Al día siguiente, cuando se reunió el club en pleno, todos sus miembros expusieron la misma idea.
—Debemos asistir a una función del circo —dijo Jorge.
—Eso mismo opinamos Pamela y yo —dijo Bárbara.
—Y yo —manifestó Colin—. Además, es lo único que podemos hacer. ¿No te parece, Peter?
—Sí —dijo el jefe del club—. Hoy se inaugura el circo; Janet y yo lo hemos leído en el periódico. Yo creo que debemos ir todos. No sé si podré reconocer al ladrón, en el caso de que sea uno de los acróbatas, ya que sólo le vi un momento; pero vale la pena intentarlo.

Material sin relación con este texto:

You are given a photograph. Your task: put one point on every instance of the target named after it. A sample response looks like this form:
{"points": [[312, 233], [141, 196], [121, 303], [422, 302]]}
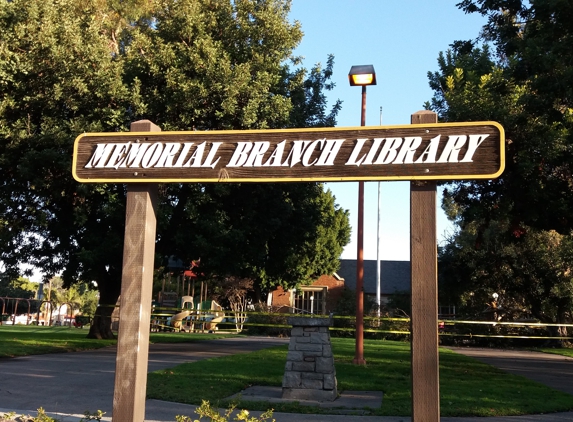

—Tú dijiste que era moreno y que iba afeitado —dijo Colin—, y yo vi que, efectivamente, su pelo era negro. También advertí que tenía una pequeña calva en el centro de la cabeza. Pero no creo que sea fácil identificarlo con sólo estos datos.
—¿Tenéis dinero para las entradas? —preguntó Pamela—. Yo no tengo ni un penique: ayer me gasté todos mis ahorros en un regalo, pues la fiesta a la que asistí era de cumpleaños.
Todos vaciaron sus bolsillos, reunieron el dinero y lo contaron.
—Las entradas para niños valen un chelín —refunfuñó Peter—. ¡Un chelín! Por lo visto se creen que estamos forrados de oro. Hemos reunido cuatro chelines y cinco peniques. De modo que sólo tenemos para cuatro entradas.
—A mí me quedan dos chelines en la hucha —dijo Janet.
—Y yo tengo seis peniques en casa —dijo Colin—. ¿Quién puede traer el penique que falta?
—Yo —afirmó Jack—. Lo pediré prestado a mi hermana Sussy.
—Ya sé lo que harás —dijo Colin en broma—: le dirás el santo y seña a cambio del penique.
Jack le contestó con un puntapié, acompañado de un resoplido y una mirada furibunda.
—¡Estupendo! —exclamó Peter—. ¡Ya podemos ir todos! Nos encontraremos a la puerta del circo diez minutos antes de que empiece la función. ¡Que todo el mundo sea puntual! Y si veis a un hombre con un jersey azul listado de rojo, observadle con atención, pues es casi seguro que el individuo que buscamos lleva un jersey así.
Todos fueron puntuales. Una vez reunido el dinero para las siete entradas, las sacaron en la taquilla. Ni los chicos ni las chicas podían disimular su emoción.
Ir al circo es siempre una cosa magnífica; pero ir al circo para tratar de descubrir a un ladrón es algo mucho más estupendo y emocionante todavía.
Los niños ocuparon sus asientos, y las miradas de todos convergieron en la pista.
Un alegre pasodoble fue el preludio de la función. Y un redoble de tambor indicó su principio. Los niños apenas si se atrevían a respirar. Primero salieron los caballos. Con aire majestuoso y balanceando sus plumeros, dieron varias vueltas a la pista. Luego aparecieron los payasos, vociferando y haciendo cabriolas. Siguieron los osos amaestrados, y, número tras número, todos los artistas que figuraban en el cartel desfilaron ante el público, sonriendo y saludando. Los siete del club esperaban con impaciencia a los acróbatas; pero esto no quiere decir que los demás números no les arrancasen exclamaciones de entusiasmo. Por otra parte no era fácil saber cuáles eran los verdaderos acróbatas, pues todos los artistas —payasos, zancudos, ciclistas, malabaristas— hacían acrobacias.
—Según el programa —dijo Peter—, hacen el tercer número.
Y aunque todos esperaban este número con ansiedad, aplaudían las danzas y evoluciones de los caballos y celebraban con grandes risas las tonterías de los payasos.
—Ahora van a salir los acróbatas —dijo Jorge con voz agitada—. Míralos bien, Peter; no te distraigas.